OPINION - EDITORIAL

OTHERS SAY If it can’t make it here ...

Sen. Elizabeth Warren, who is trying to sell Americans on Medicare for All with the help of a new financing plan, should first have analyzed the dilemma in deep-blue New York, where a bill to replace private insurance with a single-payer system has stalled despite Democratic domination of all levels and levers of power.

Voters need convincing, not on principle, but on substance.

Warren’s financing plan is less than persuasive: Every piece of the puzzle, from the unrealistically low $20.5 trillion price tag to the fusillade of new taxes necessary to fund it, fuels fears that it would be a logistical nightmare and an unsustainable drag on the federal budget.

The New York Health Act, which needs $139 billion in new tax revenue in year one (today, the total state budget is

$175 billion), is struggling under similar stressors.
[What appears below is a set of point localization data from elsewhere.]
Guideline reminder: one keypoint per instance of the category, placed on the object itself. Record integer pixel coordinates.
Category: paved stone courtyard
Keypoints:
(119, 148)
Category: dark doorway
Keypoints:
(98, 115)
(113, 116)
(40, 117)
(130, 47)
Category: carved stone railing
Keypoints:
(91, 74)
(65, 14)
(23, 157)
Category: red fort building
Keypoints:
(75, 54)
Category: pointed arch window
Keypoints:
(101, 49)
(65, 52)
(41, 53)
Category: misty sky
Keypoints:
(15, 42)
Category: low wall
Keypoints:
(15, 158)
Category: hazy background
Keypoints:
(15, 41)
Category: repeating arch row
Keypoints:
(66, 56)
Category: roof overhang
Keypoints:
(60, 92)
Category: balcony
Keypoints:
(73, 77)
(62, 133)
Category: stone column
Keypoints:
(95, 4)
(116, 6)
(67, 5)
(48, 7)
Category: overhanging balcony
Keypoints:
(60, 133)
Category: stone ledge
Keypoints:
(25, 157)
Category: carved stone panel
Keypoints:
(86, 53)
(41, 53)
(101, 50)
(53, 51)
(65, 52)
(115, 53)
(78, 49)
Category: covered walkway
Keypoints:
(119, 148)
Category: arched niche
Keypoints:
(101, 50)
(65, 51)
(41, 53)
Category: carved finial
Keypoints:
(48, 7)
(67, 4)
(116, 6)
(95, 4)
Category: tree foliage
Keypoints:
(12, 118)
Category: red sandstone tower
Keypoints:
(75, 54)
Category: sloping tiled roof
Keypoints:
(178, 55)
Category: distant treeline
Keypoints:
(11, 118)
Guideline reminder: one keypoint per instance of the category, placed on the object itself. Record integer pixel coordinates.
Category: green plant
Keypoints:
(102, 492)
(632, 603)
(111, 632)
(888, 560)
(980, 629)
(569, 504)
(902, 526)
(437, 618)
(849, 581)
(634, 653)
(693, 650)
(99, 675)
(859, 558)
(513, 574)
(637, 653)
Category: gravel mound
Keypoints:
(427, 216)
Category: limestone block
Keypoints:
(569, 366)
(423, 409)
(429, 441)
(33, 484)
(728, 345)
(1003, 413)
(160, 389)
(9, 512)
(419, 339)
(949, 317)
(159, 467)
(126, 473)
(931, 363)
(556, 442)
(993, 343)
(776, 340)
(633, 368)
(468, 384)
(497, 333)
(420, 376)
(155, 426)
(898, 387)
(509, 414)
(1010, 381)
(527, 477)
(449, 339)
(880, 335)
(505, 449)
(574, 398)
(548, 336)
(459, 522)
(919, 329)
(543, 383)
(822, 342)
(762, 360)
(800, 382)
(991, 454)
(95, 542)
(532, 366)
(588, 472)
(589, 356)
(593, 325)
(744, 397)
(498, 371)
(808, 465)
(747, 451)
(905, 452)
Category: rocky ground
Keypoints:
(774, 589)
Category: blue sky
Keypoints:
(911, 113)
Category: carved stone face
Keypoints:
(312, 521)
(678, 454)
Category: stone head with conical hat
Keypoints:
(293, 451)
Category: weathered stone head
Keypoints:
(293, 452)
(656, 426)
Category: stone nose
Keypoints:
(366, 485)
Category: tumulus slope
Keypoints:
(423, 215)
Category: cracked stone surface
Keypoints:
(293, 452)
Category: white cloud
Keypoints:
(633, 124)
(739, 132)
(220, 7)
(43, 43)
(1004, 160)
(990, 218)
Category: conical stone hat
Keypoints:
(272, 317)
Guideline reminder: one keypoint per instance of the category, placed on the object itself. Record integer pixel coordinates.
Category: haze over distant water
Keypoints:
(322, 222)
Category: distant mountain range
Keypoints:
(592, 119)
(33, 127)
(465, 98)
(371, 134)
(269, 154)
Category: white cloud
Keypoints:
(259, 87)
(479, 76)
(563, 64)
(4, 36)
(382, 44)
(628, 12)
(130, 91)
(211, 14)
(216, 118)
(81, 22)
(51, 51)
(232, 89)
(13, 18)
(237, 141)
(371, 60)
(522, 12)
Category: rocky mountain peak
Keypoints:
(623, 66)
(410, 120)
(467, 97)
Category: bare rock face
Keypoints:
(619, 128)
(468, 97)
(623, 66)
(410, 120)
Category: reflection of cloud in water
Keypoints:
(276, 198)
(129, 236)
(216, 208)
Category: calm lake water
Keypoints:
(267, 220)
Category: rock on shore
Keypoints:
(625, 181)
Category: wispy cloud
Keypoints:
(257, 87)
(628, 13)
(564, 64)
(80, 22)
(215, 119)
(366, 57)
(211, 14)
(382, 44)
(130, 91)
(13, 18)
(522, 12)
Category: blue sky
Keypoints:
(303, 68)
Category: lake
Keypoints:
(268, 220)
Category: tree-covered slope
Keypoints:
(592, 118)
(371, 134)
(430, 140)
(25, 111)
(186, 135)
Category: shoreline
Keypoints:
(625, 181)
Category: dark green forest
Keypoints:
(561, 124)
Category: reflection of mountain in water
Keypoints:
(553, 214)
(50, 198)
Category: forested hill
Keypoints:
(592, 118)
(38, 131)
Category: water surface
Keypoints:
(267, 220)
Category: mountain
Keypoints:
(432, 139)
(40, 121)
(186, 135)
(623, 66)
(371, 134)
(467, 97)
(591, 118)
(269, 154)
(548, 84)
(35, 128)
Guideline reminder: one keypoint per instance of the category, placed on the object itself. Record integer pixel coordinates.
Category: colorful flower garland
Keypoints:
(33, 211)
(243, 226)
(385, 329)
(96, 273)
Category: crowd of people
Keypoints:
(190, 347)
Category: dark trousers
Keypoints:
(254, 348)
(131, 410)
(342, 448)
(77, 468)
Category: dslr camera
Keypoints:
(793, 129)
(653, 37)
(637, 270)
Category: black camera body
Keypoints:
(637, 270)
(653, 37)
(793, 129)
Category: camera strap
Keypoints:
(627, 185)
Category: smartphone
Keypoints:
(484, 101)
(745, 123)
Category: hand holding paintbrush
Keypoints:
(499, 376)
The only major study performed analyzing its viability shows single payer’s success relies on mammoth assumptions, especially on slashing health costs.

Every theory about it working falls apart if richer New Yorkers flee the state to sidestep new taxes they’ll have to pay; or if, as seems likely, the state proves incapable of cutting administrative overhead; or if, as seems inevitable, it lacks the fortitude to pay health providers less money to contain costs.

Warren and New York Dems, take note: Polls show 70 percent of Americans, and 90 percent of Democrats, support Medicare for All who want it, aka, the ability for people to buy into a public system if they desire.

That’s an easier pill for most individuals to swallow, and a far easier sell in a presidential election.